Binding of Sulfur Ligands to Cysteine Dioxygenase: A Crystallographic, Spectroscopic and Computational Study

Abstract

Cysteine dioxygenase (CDO) is a non-heme mono-iron enzyme that catalyses the oxidation of cysteine to cysteine sulfinic acid (CSA) by the addition of the two oxygen atoms from dioxygen to the thiol group of cysteine. In many species, this is the first step of the catabolism of cysteine to its constituent parts. Elevated levels of cysteine in the body have been found to be associated with many disease states. Many well studied non-heme mono-iron enzymes contain the iron bound to two histidines and a carboxylate containing residue. However, as the iron in CDO is bound to three histidine residues, information about the mechanism of other non-heme mono-iron enzymes cannot be easily extrapolated to CDO.

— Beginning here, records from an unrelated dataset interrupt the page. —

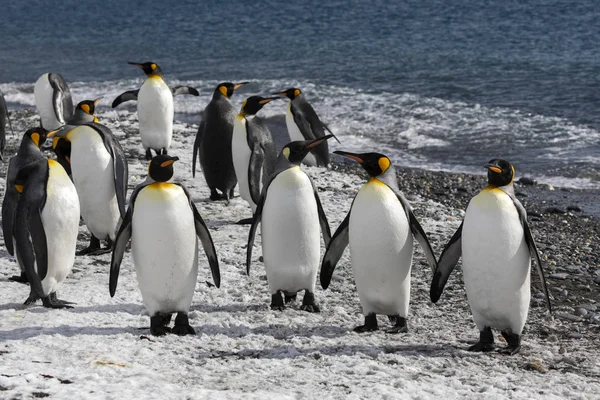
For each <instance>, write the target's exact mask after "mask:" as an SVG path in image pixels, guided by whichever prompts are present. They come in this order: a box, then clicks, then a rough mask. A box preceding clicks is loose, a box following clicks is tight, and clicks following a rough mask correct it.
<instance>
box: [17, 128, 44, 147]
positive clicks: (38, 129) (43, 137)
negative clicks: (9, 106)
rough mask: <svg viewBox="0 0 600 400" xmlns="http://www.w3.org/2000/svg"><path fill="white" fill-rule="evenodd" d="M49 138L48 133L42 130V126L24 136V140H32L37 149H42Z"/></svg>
mask: <svg viewBox="0 0 600 400" xmlns="http://www.w3.org/2000/svg"><path fill="white" fill-rule="evenodd" d="M47 137H48V131H47V130H45V129H44V128H42V127H41V126H38V127H35V128H31V129H29V130H28V131H27V132H25V136H23V140H31V142H33V144H35V147H37V148H38V149H39V148H40V147H42V145H43V144H44V142H45V141H46V138H47Z"/></svg>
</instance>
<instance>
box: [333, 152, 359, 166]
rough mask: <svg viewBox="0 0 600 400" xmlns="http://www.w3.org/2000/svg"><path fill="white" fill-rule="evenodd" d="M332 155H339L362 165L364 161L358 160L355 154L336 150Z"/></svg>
mask: <svg viewBox="0 0 600 400" xmlns="http://www.w3.org/2000/svg"><path fill="white" fill-rule="evenodd" d="M333 154H339V155H340V156H344V157H347V158H349V159H351V160H354V161H356V162H358V163H360V164H362V163H363V162H364V160H363V159H362V158H360V157H359V156H358V155H357V154H354V153H348V152H347V151H339V150H336V151H334V152H333Z"/></svg>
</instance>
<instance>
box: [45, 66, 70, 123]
mask: <svg viewBox="0 0 600 400" xmlns="http://www.w3.org/2000/svg"><path fill="white" fill-rule="evenodd" d="M48 82H50V86H52V89H54V95H53V98H52V101H53V106H54V107H53V108H54V115H55V116H56V119H57V120H58V121H60V123H61V125H64V124H65V122H66V121H68V120H70V119H71V117H73V99H72V97H71V90H70V89H69V85H67V82H66V81H65V80H64V78H63V77H62V76H61V75H60V74H55V73H49V74H48Z"/></svg>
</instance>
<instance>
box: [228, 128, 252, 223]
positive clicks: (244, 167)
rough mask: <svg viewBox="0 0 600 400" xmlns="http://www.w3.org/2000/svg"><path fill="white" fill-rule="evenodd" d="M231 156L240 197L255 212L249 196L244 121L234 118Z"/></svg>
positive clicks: (251, 201)
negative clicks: (244, 201) (234, 119)
mask: <svg viewBox="0 0 600 400" xmlns="http://www.w3.org/2000/svg"><path fill="white" fill-rule="evenodd" d="M231 154H232V156H233V168H234V169H235V175H236V176H237V178H238V184H239V186H240V187H239V189H240V196H241V197H242V199H244V200H246V201H247V202H248V204H249V205H250V207H251V208H252V212H254V210H256V204H255V203H254V201H252V196H251V195H250V185H249V183H248V166H249V165H250V148H249V147H248V140H247V133H246V119H245V118H243V117H236V118H235V122H234V123H233V136H232V138H231Z"/></svg>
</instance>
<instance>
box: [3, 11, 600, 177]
mask: <svg viewBox="0 0 600 400" xmlns="http://www.w3.org/2000/svg"><path fill="white" fill-rule="evenodd" d="M6 3H8V2H2V4H1V7H0V89H2V90H3V91H4V92H5V93H6V94H7V101H8V102H9V105H10V104H11V102H12V104H13V106H15V107H18V106H21V107H22V106H31V104H30V103H31V101H32V96H31V86H32V85H33V83H34V82H35V80H36V79H37V78H38V76H39V75H41V74H42V73H44V72H48V71H53V72H60V73H61V74H62V75H63V76H64V77H65V78H66V79H67V81H68V82H69V83H70V84H71V87H72V89H75V90H74V93H75V94H76V95H77V94H80V95H81V96H89V97H91V95H92V94H94V95H95V94H103V93H105V92H107V93H108V94H110V95H112V94H118V92H119V91H120V90H126V89H131V88H134V87H135V86H136V85H139V83H140V82H141V77H140V71H139V70H137V69H135V68H133V67H131V66H128V65H127V64H126V61H147V60H152V61H155V62H157V63H159V64H160V65H161V67H162V69H163V71H164V72H165V77H166V79H168V80H171V81H178V82H184V83H186V84H193V85H195V86H197V87H198V88H200V89H201V92H202V96H203V98H202V99H200V100H198V101H196V100H190V101H191V102H187V103H185V104H184V103H181V106H180V108H179V109H178V112H179V113H180V115H181V114H187V118H188V119H189V120H192V121H197V120H198V118H199V117H198V115H199V112H200V110H201V107H202V106H203V105H204V104H206V102H208V99H209V94H210V92H211V91H212V89H211V87H212V86H213V85H214V84H215V83H216V82H218V81H222V80H240V79H249V80H252V81H253V85H251V86H250V88H249V89H248V90H246V91H245V92H243V93H242V94H241V95H240V96H242V95H244V94H245V95H249V94H250V92H261V93H263V92H267V91H269V90H281V89H285V88H286V87H288V86H290V85H297V86H299V87H300V88H301V89H303V91H304V92H305V93H306V95H307V97H308V99H309V100H310V101H312V102H313V103H314V105H315V108H316V109H317V111H318V112H319V114H321V115H322V116H323V119H325V120H326V121H327V122H328V123H329V124H330V125H331V127H332V128H333V129H334V132H336V133H337V134H338V136H341V138H343V139H344V140H343V144H344V146H342V147H344V148H351V149H353V150H361V149H363V150H365V151H368V150H378V151H381V152H386V153H389V154H390V155H391V156H392V158H393V159H394V162H396V163H398V164H401V165H407V166H415V167H419V168H433V169H447V170H460V171H477V170H479V169H480V168H479V167H480V165H481V164H482V163H484V162H485V161H487V160H489V159H491V158H494V157H504V158H507V159H509V160H510V161H512V162H513V163H514V164H515V165H516V167H517V170H518V171H520V172H521V173H525V174H527V175H533V176H536V177H539V178H540V179H541V180H546V181H549V182H552V183H555V184H565V185H570V186H581V187H600V168H599V166H600V46H599V45H598V44H599V43H600V7H598V4H597V1H594V0H582V1H548V0H545V1H541V0H540V1H524V0H522V1H512V0H510V1H477V0H463V1H453V2H450V1H442V0H437V1H429V2H422V1H405V2H401V3H400V2H398V3H400V4H396V2H392V1H386V2H384V1H370V2H342V1H328V2H324V1H320V2H317V1H305V2H283V1H282V2H275V1H268V2H254V3H249V2H246V1H240V0H238V1H223V2H205V3H206V4H205V3H201V4H200V3H199V2H197V1H182V2H177V3H176V4H173V5H171V4H167V2H133V1H131V2H123V1H119V2H117V1H99V2H96V3H90V4H85V3H83V2H80V1H73V0H66V1H61V2H46V1H41V0H37V1H28V2H26V3H22V2H11V3H8V4H6ZM76 97H77V96H76ZM76 100H80V99H77V98H76ZM238 100H239V101H241V98H240V99H238ZM265 112H267V113H271V114H269V115H275V114H277V113H281V112H282V110H281V109H271V110H265ZM185 118H186V117H184V119H185Z"/></svg>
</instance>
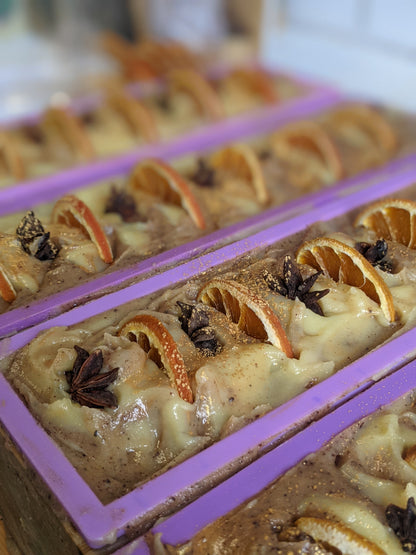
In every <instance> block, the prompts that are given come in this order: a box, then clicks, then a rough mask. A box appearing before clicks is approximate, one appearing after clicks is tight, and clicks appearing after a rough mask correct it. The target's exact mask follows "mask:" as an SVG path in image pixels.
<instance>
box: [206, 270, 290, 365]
mask: <svg viewBox="0 0 416 555" xmlns="http://www.w3.org/2000/svg"><path fill="white" fill-rule="evenodd" d="M198 301H200V302H202V303H204V304H206V305H209V306H213V307H214V308H216V309H217V310H219V311H220V312H222V313H224V314H225V315H226V316H227V317H228V318H229V319H230V320H231V321H232V322H234V323H235V324H237V326H238V327H239V329H241V330H242V331H244V332H245V333H246V334H247V335H250V336H251V337H255V338H256V339H259V340H260V341H264V342H268V343H271V344H272V345H274V346H275V347H277V348H278V349H280V350H282V351H283V352H284V353H285V355H286V356H288V357H293V353H292V347H291V345H290V343H289V339H288V338H287V335H286V333H285V331H284V329H283V327H282V325H281V323H280V320H279V318H278V317H277V316H276V314H275V313H274V312H273V310H272V309H271V308H270V306H269V305H268V303H267V302H266V301H265V300H264V299H262V298H261V297H259V296H258V295H256V294H255V293H253V292H252V291H251V290H250V289H248V287H246V286H245V285H242V284H241V283H238V282H236V281H234V280H230V279H222V278H216V279H213V280H211V281H210V282H208V283H207V284H205V285H204V286H203V287H202V289H201V290H200V291H199V293H198Z"/></svg>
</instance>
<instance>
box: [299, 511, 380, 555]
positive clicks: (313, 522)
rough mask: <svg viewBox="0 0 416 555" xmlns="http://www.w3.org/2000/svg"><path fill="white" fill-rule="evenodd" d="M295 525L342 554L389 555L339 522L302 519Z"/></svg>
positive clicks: (364, 538)
mask: <svg viewBox="0 0 416 555" xmlns="http://www.w3.org/2000/svg"><path fill="white" fill-rule="evenodd" d="M295 524H296V526H297V528H299V529H300V530H302V532H304V533H305V534H307V535H308V536H311V537H312V538H313V539H314V540H315V541H316V542H324V543H325V544H329V545H330V546H331V547H333V548H336V549H338V550H339V551H340V553H353V554H354V555H387V554H386V552H385V551H384V549H381V548H380V547H378V545H376V544H375V543H373V542H371V541H370V540H368V539H367V538H365V537H364V536H361V534H357V532H354V531H353V530H351V528H348V526H345V525H344V524H341V523H339V522H334V521H332V520H326V519H323V518H314V517H301V518H298V520H297V521H296V522H295Z"/></svg>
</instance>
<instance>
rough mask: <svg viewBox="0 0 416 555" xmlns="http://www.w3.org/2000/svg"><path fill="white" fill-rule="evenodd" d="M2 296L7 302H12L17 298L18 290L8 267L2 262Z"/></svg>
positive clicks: (1, 268)
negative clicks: (5, 265) (9, 276)
mask: <svg viewBox="0 0 416 555" xmlns="http://www.w3.org/2000/svg"><path fill="white" fill-rule="evenodd" d="M0 297H1V298H2V299H4V300H5V301H6V303H12V302H13V301H14V300H15V298H16V291H15V288H14V287H13V284H12V282H11V281H10V278H9V276H8V275H7V272H6V269H5V268H4V267H3V266H2V265H1V264H0Z"/></svg>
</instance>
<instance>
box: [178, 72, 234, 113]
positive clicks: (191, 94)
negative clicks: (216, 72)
mask: <svg viewBox="0 0 416 555" xmlns="http://www.w3.org/2000/svg"><path fill="white" fill-rule="evenodd" d="M169 82H170V90H171V91H172V92H173V93H175V92H176V91H180V92H182V93H186V94H188V95H189V96H190V97H191V98H192V99H193V101H194V102H195V103H196V105H197V106H198V108H199V110H200V112H201V114H202V115H203V116H204V117H207V118H208V119H213V120H219V119H222V118H223V117H224V110H223V107H222V104H221V100H220V97H219V96H218V94H217V93H216V92H215V90H214V89H213V87H212V86H211V85H210V84H209V82H208V81H207V80H206V79H205V78H204V77H202V75H200V74H199V73H197V72H196V71H195V70H193V69H189V68H186V69H185V68H181V69H175V70H173V71H171V72H170V74H169Z"/></svg>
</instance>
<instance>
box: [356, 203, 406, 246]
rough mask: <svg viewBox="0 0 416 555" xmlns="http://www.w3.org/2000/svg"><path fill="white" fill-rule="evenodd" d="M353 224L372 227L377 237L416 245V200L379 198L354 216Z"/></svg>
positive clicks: (369, 228)
mask: <svg viewBox="0 0 416 555" xmlns="http://www.w3.org/2000/svg"><path fill="white" fill-rule="evenodd" d="M355 225H356V226H359V225H362V226H364V227H366V228H368V229H372V230H373V231H374V232H375V233H376V235H377V237H379V238H381V239H387V240H390V241H397V242H398V243H401V244H402V245H405V246H406V247H409V248H411V249H414V248H415V247H416V202H413V201H411V200H406V199H386V200H380V201H378V202H375V203H374V204H371V205H370V206H368V207H367V208H366V209H365V210H363V211H362V212H361V213H360V214H359V215H358V216H357V218H356V220H355Z"/></svg>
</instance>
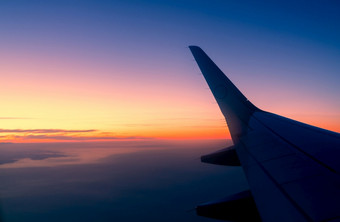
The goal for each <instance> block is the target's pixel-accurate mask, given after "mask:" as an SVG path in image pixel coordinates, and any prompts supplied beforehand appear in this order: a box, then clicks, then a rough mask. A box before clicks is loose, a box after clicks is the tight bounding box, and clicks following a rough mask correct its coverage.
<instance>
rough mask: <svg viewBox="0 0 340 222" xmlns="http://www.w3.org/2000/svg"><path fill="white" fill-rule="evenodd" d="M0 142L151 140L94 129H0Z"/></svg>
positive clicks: (147, 138) (150, 138)
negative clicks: (106, 131)
mask: <svg viewBox="0 0 340 222" xmlns="http://www.w3.org/2000/svg"><path fill="white" fill-rule="evenodd" d="M0 135H2V136H0V142H14V143H16V142H39V141H41V142H46V141H48V142H53V141H55V142H58V141H59V142H60V141H110V140H111V141H113V140H136V139H151V137H141V136H129V135H128V136H125V135H117V134H115V133H114V132H103V131H99V130H96V129H85V130H66V129H0Z"/></svg>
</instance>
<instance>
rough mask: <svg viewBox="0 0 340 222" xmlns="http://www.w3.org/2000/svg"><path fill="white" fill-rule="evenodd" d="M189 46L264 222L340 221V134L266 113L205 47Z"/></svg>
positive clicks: (283, 117) (276, 115)
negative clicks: (213, 100) (218, 66)
mask: <svg viewBox="0 0 340 222" xmlns="http://www.w3.org/2000/svg"><path fill="white" fill-rule="evenodd" d="M189 48H190V50H191V52H192V54H193V56H194V58H195V60H196V62H197V63H198V66H199V68H200V70H201V71H202V73H203V76H204V78H205V80H206V81H207V83H208V85H209V88H210V90H211V91H212V93H213V95H214V97H215V99H216V101H217V103H218V105H219V107H220V109H221V112H222V113H223V115H224V116H225V119H226V121H227V124H228V128H229V130H230V133H231V137H232V140H233V142H234V146H233V148H234V149H235V150H236V153H237V156H238V158H239V161H240V163H241V165H242V167H243V169H244V172H245V174H246V177H247V180H248V183H249V186H250V190H251V194H252V196H253V198H254V200H255V204H256V207H257V209H258V212H259V214H260V217H261V219H262V221H269V222H273V221H278V222H279V221H340V177H339V172H340V134H338V133H335V132H331V131H328V130H324V129H320V128H317V127H313V126H310V125H307V124H304V123H300V122H297V121H294V120H291V119H288V118H285V117H282V116H279V115H275V114H272V113H269V112H265V111H262V110H260V109H259V108H257V107H256V106H254V105H253V104H252V103H251V102H250V101H249V100H248V99H247V98H246V97H245V96H244V95H243V94H242V93H241V92H240V91H239V90H238V89H237V88H236V87H235V85H234V84H233V83H232V82H231V81H230V80H229V79H228V78H227V77H226V76H225V75H224V73H223V72H222V71H221V70H220V69H219V68H218V67H217V66H216V65H215V63H214V62H213V61H212V60H211V59H210V58H209V57H208V56H207V55H206V54H205V53H204V51H203V50H202V49H201V48H199V47H197V46H190V47H189ZM219 161H220V160H219ZM225 165H227V164H225Z"/></svg>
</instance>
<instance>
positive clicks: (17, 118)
mask: <svg viewBox="0 0 340 222" xmlns="http://www.w3.org/2000/svg"><path fill="white" fill-rule="evenodd" d="M0 119H33V118H27V117H0Z"/></svg>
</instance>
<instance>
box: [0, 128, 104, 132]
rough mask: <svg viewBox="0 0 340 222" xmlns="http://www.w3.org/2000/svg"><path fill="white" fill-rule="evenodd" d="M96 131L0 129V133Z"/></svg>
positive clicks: (89, 131)
mask: <svg viewBox="0 0 340 222" xmlns="http://www.w3.org/2000/svg"><path fill="white" fill-rule="evenodd" d="M96 131H98V130H94V129H89V130H63V129H0V133H89V132H96Z"/></svg>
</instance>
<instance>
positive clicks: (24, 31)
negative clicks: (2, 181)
mask: <svg viewBox="0 0 340 222" xmlns="http://www.w3.org/2000/svg"><path fill="white" fill-rule="evenodd" d="M339 10H340V3H338V2H337V1H256V2H255V1H218V0H212V1H199V0H195V1H193V0H184V1H160V0H146V1H139V0H133V1H129V0H127V1H107V0H102V1H94V0H82V1H80V0H68V1H65V0H58V1H57V0H49V1H42V0H31V1H28V0H26V1H25V0H1V1H0V39H1V41H0V101H1V103H0V104H1V109H0V142H4V143H5V142H13V143H31V142H65V141H67V142H74V141H82V142H84V141H85V142H86V141H107V140H144V139H148V140H149V139H188V138H190V139H221V138H230V135H229V132H228V129H227V127H226V124H225V121H224V119H223V116H222V114H221V113H220V111H219V109H218V106H217V104H216V102H215V101H214V98H213V96H212V94H211V93H210V91H209V89H208V86H207V84H206V83H205V82H204V78H203V76H202V75H201V74H200V71H199V69H198V67H197V65H196V63H195V62H194V60H193V57H192V55H191V54H190V51H189V49H188V48H187V47H188V46H189V45H198V46H200V47H201V48H202V49H203V50H205V52H206V53H207V54H208V55H209V56H210V57H211V58H212V59H213V60H214V61H215V62H216V64H217V65H218V66H219V67H220V68H221V69H222V70H223V71H224V72H225V73H226V74H227V75H228V77H229V78H230V79H231V80H232V81H233V82H234V83H235V85H236V86H237V87H238V88H239V89H240V90H241V91H242V92H243V93H244V94H245V96H246V97H247V98H248V99H249V100H251V101H252V103H253V104H255V105H256V106H257V107H259V108H261V109H263V110H266V111H269V112H273V113H277V114H279V115H283V116H286V117H289V118H293V119H295V120H298V121H302V122H306V123H309V124H312V125H315V126H319V127H322V128H326V129H329V130H333V131H336V132H340V100H339V99H338V96H339V95H340V89H339V82H340V63H339V59H340V41H339V39H340V14H339V13H338V12H339Z"/></svg>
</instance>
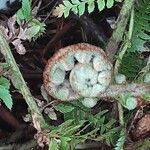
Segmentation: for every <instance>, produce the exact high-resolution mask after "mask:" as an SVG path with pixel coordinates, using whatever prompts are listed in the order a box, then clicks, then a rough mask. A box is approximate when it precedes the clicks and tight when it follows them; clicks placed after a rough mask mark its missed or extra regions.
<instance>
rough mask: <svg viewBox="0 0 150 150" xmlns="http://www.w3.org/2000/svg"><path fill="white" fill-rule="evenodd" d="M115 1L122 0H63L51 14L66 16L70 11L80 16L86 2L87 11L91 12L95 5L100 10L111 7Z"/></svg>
mask: <svg viewBox="0 0 150 150" xmlns="http://www.w3.org/2000/svg"><path fill="white" fill-rule="evenodd" d="M115 1H116V2H121V1H122V0H70V1H69V0H64V1H63V4H60V5H59V6H57V7H56V8H55V10H54V12H53V15H54V16H57V17H62V16H63V15H64V17H65V18H66V17H68V16H69V13H70V11H72V12H74V13H75V14H78V15H79V16H81V15H83V14H84V12H85V8H86V7H85V5H86V4H87V10H88V13H91V12H93V11H94V9H95V6H96V5H97V6H98V10H99V11H102V10H103V9H104V8H105V7H107V8H111V7H112V6H113V5H114V2H115Z"/></svg>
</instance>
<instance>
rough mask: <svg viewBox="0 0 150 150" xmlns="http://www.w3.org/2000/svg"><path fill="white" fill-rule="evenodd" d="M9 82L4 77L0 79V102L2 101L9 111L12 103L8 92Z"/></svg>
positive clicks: (10, 97) (5, 78) (12, 103)
mask: <svg viewBox="0 0 150 150" xmlns="http://www.w3.org/2000/svg"><path fill="white" fill-rule="evenodd" d="M9 88H10V82H9V80H7V79H6V78H4V77H0V101H2V102H3V103H4V104H5V105H6V106H7V108H9V109H11V108H12V105H13V102H12V98H11V95H10V92H9Z"/></svg>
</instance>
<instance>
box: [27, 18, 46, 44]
mask: <svg viewBox="0 0 150 150" xmlns="http://www.w3.org/2000/svg"><path fill="white" fill-rule="evenodd" d="M44 32H45V24H44V23H41V22H40V21H39V20H37V19H35V18H33V19H32V20H31V22H30V27H29V28H27V29H26V31H25V34H26V36H28V37H29V38H28V39H29V40H30V41H31V39H33V40H36V39H37V38H38V37H39V36H41V35H42V34H43V33H44Z"/></svg>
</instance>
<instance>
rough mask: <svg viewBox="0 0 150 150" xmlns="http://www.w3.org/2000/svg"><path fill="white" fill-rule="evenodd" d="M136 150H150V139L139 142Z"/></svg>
mask: <svg viewBox="0 0 150 150" xmlns="http://www.w3.org/2000/svg"><path fill="white" fill-rule="evenodd" d="M135 149H136V150H149V149H150V139H149V138H147V139H144V140H141V141H139V142H138V143H137V144H136V146H135Z"/></svg>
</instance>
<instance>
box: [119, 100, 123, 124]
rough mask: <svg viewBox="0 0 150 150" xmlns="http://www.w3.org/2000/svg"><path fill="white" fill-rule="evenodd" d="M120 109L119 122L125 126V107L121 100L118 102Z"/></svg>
mask: <svg viewBox="0 0 150 150" xmlns="http://www.w3.org/2000/svg"><path fill="white" fill-rule="evenodd" d="M118 111H119V123H120V125H121V126H122V127H123V126H124V119H123V118H124V117H123V108H122V105H121V104H120V103H119V102H118Z"/></svg>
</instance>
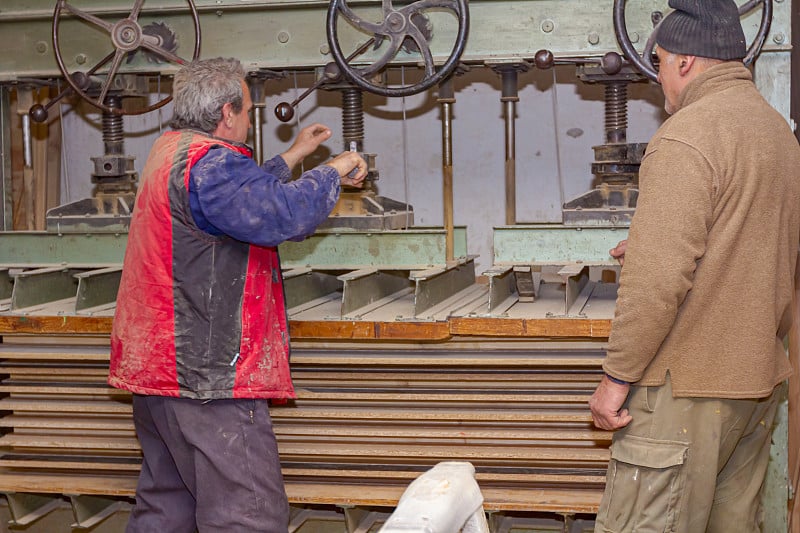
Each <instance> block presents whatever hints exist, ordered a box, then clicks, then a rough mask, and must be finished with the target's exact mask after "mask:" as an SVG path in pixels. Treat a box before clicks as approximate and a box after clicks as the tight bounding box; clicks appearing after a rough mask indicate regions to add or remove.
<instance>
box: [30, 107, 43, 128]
mask: <svg viewBox="0 0 800 533" xmlns="http://www.w3.org/2000/svg"><path fill="white" fill-rule="evenodd" d="M28 114H29V115H30V116H31V120H33V121H34V122H37V123H40V124H41V123H42V122H46V121H47V109H45V108H44V106H43V105H41V104H34V105H32V106H31V109H30V111H28Z"/></svg>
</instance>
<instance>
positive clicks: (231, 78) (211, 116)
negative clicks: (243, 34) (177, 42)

The aim of this work was to structurally and electronically characterise CDO in the resting state and with the addition of the substrate (cysteine), two catalytically inactive cysteine analogues (homocysteine and 3-mercaptopropionic acid (3MPA)) and the product (CSA). These states were characterised using X-ray crystallography, Mössbauer spectroscopy and density functional theory calculations. The resting state of CDO contained an octahedral iron(II) with three labile water ligands. Cysteine bound bidentate to the iron(II) via the thiol and the amino group, while homocysteine bound to the ferrous iron by the sulfur and possibly by the amino group as well. Homocysteine was not a substrate of CDO as its increased size blocked the oxygen binding site to iron, preventing the reaction from occurring. 3MPA by itself did not interact strongly with the iron of CDO, however, a persulfide derivative of 3MPA bound directly to the iron of CDO. Information about CSA binding is consistent with CSA bound in a tridentate manner by the two oxygen atoms of the sulfinic acid group and the amine nitrogen. In all states, the iron remained as high spin iron(II). It was concluded that cysteine required the correct length and both the amine and carboxylate to bind to CDO and be catalytically active and that the mechanism occurred via oxygen activation with the iron playing a redox active role.